Quello che rafforza il lavoro di Cattelan è un desiderio di interagire attivamente con la realtà senza mai subirla passivamente. Ciò che si mostra come mera critica sociale rende tutto più interessante, non per il suo pretesto di universalità o politicizzazione ma, paradossalmente, per il suo opposto: la sua capacità di rispettare le esigenze personali dell’artista. Ogni volta, il disagio sembra emergere da un particolare aspetto della realtà. Il suo lavoro è un’indagine basata su contatti diretti con le persone e su oggetti senza mediazione; pensiamo per esempio a quando ha invitato cento candidati a competere per una borsa di studio, il cui premio sarebbe stato non esporre per un anno. Cattelan vive nella (impercettibilmente) velata speranza di non essere mai premiato, arrivando a suggerire alle persone sul giornale, alla vigilia delle elezioni, di “conservare” il loro voto. In questo senso, Cattelan non è alla ricerca di soluzioni a problemi sociali; piuttosto, segue semplicemente la sua strada evitando (o, molto più spesso, trattando ironicamente) i cliché e i modelli cui noi abitualmente siamo completamente sottomessi.
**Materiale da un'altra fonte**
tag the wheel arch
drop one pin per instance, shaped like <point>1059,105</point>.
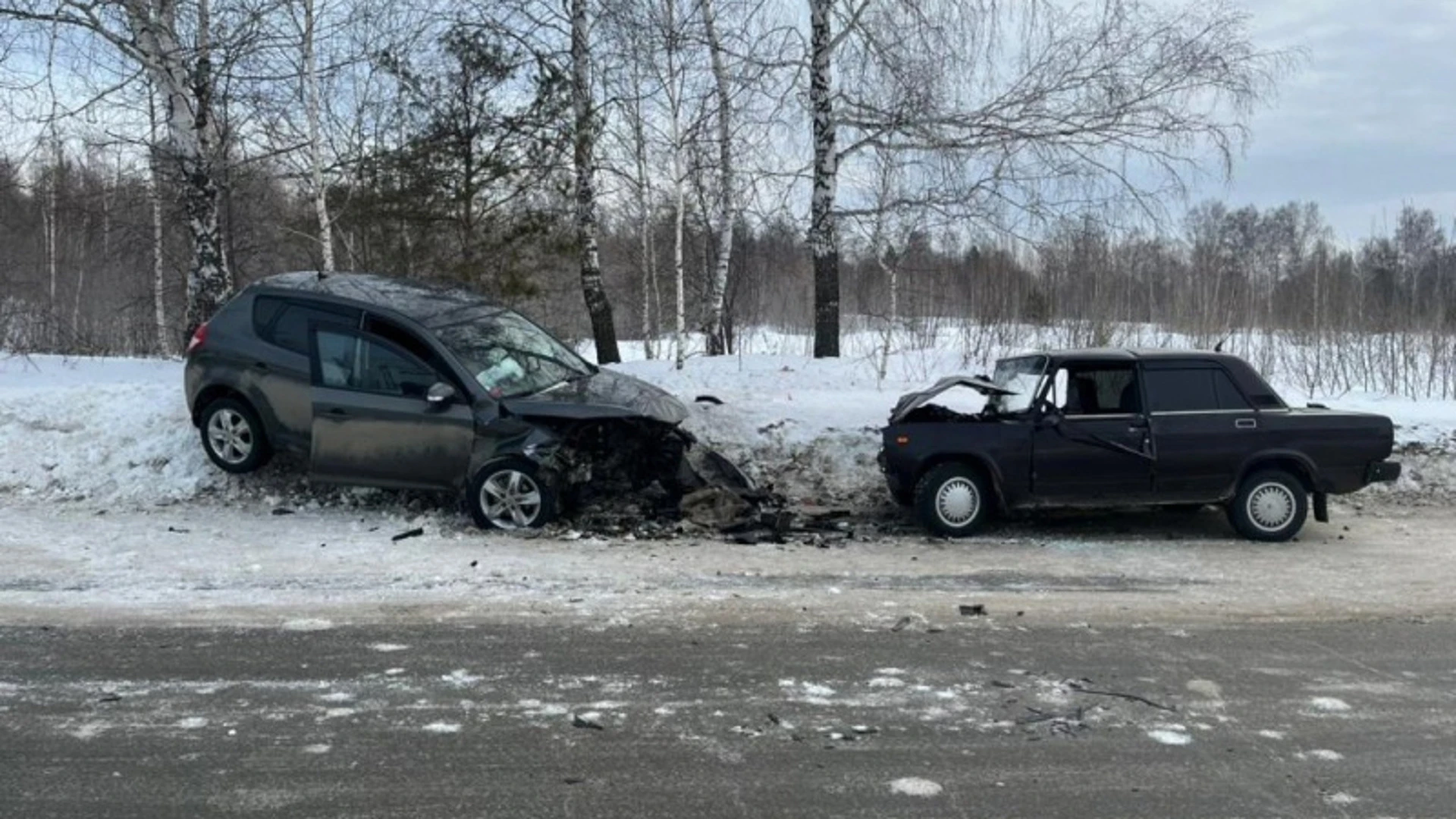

Quella di Cattelan è un’irrispettosa interpretazione del piccolo circuito dei sistemi di linguaggio, specialmente quello dell’arte, come per esempio quando ha allestito uno stand abusivo alla Fiera di Bologna e ha presentato una squadra di calcio, organizzata e sponsorizzata dall’artista stesso, composta interamente di immigrati africani. Questo è certamente un modo di guardare al mercato dell’arte (includendo il dramma degli immigrati clandestini in Italia) sotto una nuova luce, usando come punto di partenza i bisogni di ognuno e quelli delle persone che abbiamo intorno. Il problema è affrontato non giudicandolo dall’esterno ma penetrando delicatamente all’interno di esso e giocando con le sue ramificazioni e, al contempo, negando la solidarietà, mettendo a repentaglio ogni convinzione che la soluzione adottata sia la migliore. L’artista non ha paura di aver fatto ricorso alla messa in mostra delle proprie angosce e debolezze, come per esempio nel suo lavoro al Castello di Rivara, nel quale ha mostrato le tracce della sua fuga dalle limitazioni imposte dalla legge: lenzuola annodate appese dalla finestra, una classica immagine cinematografica della “fuga dal carcere”. Come in tutte le mostre di Cattelan, siamo invitati e riflettere, partendo da noi stessi, sull’intolleranza ancora percepita (speriamo?) quando messa a confronto con una gabbia.